True acne treatment success requires addressing the whole body system rather than just surface symptoms, explaining why conventional approaches often fail for persistent cases.

FAQs

Q1. What is the primary cause of acne breakouts? Acne develops from a combination of factors including increased sebaceous gland activity, hormonal fluctuations, bacterial overgrowth (particularly C. acnes), and inflammation. However, deeper causes often involve chronic inflammation, gut health issues, food sensitivities, and internal imbalances that trigger the skin’s inflammatory response before visible breakouts appear.

Q2. Can your skincare routine actually make acne worse? Yes, many skincare products contain comedogenic ingredients like coconut oil, cocoa butter, and dimethicone that clog pores. Over-exfoliating strips the skin’s protective barrier, increases oil production, and slows healing. Using the wrong active ingredients for your skin type or mixing incompatible products (like benzoyl peroxide with retinol) can also worsen breakouts.
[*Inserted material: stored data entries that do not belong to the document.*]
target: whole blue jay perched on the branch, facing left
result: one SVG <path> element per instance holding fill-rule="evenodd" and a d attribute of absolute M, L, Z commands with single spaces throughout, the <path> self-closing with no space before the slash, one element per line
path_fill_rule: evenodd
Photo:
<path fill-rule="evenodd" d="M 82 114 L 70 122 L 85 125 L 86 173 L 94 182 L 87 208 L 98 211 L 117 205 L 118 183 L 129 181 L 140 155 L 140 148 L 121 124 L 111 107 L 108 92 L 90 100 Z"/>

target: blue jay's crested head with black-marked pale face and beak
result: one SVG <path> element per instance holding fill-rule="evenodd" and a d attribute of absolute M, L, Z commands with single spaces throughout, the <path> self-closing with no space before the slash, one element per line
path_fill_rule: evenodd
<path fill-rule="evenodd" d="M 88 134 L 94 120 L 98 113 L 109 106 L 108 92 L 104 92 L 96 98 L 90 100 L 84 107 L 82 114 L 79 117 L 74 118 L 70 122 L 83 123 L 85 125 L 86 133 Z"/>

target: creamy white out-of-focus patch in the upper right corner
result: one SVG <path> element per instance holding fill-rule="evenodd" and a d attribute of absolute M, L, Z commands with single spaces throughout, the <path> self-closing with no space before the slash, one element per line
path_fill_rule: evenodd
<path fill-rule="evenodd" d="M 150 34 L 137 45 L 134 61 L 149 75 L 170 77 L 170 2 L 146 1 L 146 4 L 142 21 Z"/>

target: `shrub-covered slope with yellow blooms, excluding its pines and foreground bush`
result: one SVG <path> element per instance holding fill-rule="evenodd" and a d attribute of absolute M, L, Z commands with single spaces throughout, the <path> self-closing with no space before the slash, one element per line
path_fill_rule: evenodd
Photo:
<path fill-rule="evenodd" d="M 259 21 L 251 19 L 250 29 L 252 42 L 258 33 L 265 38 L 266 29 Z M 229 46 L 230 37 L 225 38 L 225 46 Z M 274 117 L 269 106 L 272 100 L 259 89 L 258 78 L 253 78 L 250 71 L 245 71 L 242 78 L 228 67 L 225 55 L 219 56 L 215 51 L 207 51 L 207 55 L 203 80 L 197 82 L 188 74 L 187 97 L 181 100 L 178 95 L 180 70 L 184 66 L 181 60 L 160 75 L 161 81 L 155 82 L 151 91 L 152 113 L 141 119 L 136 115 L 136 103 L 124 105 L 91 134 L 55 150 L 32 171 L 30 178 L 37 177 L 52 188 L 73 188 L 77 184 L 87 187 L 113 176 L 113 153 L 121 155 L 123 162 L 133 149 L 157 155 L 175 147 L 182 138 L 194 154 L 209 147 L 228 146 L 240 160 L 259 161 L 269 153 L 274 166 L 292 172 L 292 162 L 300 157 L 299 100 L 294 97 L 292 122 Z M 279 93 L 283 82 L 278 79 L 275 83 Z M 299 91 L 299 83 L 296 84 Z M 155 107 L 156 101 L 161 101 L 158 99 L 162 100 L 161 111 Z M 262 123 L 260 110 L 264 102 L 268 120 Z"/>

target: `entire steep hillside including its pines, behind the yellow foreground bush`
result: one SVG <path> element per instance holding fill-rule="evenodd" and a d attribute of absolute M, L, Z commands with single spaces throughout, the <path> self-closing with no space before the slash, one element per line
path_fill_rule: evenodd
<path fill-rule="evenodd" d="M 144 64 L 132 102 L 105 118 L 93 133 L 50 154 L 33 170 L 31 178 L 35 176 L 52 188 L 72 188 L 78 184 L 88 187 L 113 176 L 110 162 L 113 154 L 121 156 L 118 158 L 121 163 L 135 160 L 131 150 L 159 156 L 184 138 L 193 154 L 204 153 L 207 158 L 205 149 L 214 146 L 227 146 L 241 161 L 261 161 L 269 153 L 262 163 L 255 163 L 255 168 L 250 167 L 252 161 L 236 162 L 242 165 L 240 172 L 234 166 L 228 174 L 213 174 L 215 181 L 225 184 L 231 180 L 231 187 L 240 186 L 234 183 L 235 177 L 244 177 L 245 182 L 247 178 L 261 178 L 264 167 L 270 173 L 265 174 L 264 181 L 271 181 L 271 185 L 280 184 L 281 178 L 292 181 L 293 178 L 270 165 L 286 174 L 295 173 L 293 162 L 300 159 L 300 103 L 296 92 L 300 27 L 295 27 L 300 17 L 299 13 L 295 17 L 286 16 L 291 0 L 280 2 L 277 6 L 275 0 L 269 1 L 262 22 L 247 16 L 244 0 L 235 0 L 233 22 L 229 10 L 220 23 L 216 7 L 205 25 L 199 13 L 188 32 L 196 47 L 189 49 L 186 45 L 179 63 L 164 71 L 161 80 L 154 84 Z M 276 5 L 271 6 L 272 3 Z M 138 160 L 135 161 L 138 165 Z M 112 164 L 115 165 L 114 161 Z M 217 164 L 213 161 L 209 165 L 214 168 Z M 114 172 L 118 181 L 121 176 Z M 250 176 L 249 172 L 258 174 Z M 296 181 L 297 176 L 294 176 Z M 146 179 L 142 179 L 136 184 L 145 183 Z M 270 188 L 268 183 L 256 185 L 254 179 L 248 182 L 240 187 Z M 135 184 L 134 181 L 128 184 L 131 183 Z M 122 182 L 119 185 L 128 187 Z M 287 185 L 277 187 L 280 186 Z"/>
Q3. How does gut health affect acne? Intestinal permeability, or “leaky gut,” allows bacteria and food particles to enter the bloodstream, triggering systemic inflammation that manifests as acne. Gut dysbiosis reduces beneficial bacteria, compromising immune function and increasing inflammatory responses. Food sensitivities, particularly to dairy, eggs, and certain grains, can trigger delayed immune reactions that worsen skin inflammation.

Q4. Why do hormonal treatments work better than topical products for some people? Adult hormonal acne, especially in women over 30, stems from internal hormone imbalances rather than surface-level issues. Anti-androgen medications like spironolactone and certain oral contraceptives address the root cause by blocking androgen receptors and reducing sebum production, while topical treatments only address surface symptoms without correcting the underlying hormonal trigger.

Q5. What internal factors contribute to persistent acne that won’t clear up? Micronutrient deficiencies (particularly vitamins B12, D, and zinc), elevated cortisol from chronic stress, and compromised liver detoxification pathways all drive resistant breakouts. When the liver becomes overwhelmed processing hormones and toxins, excess waste redirects through the skin. Additionally, sleep deprivation increases inflammatory markers like IL-6 and TNF-α, worsening acne severity.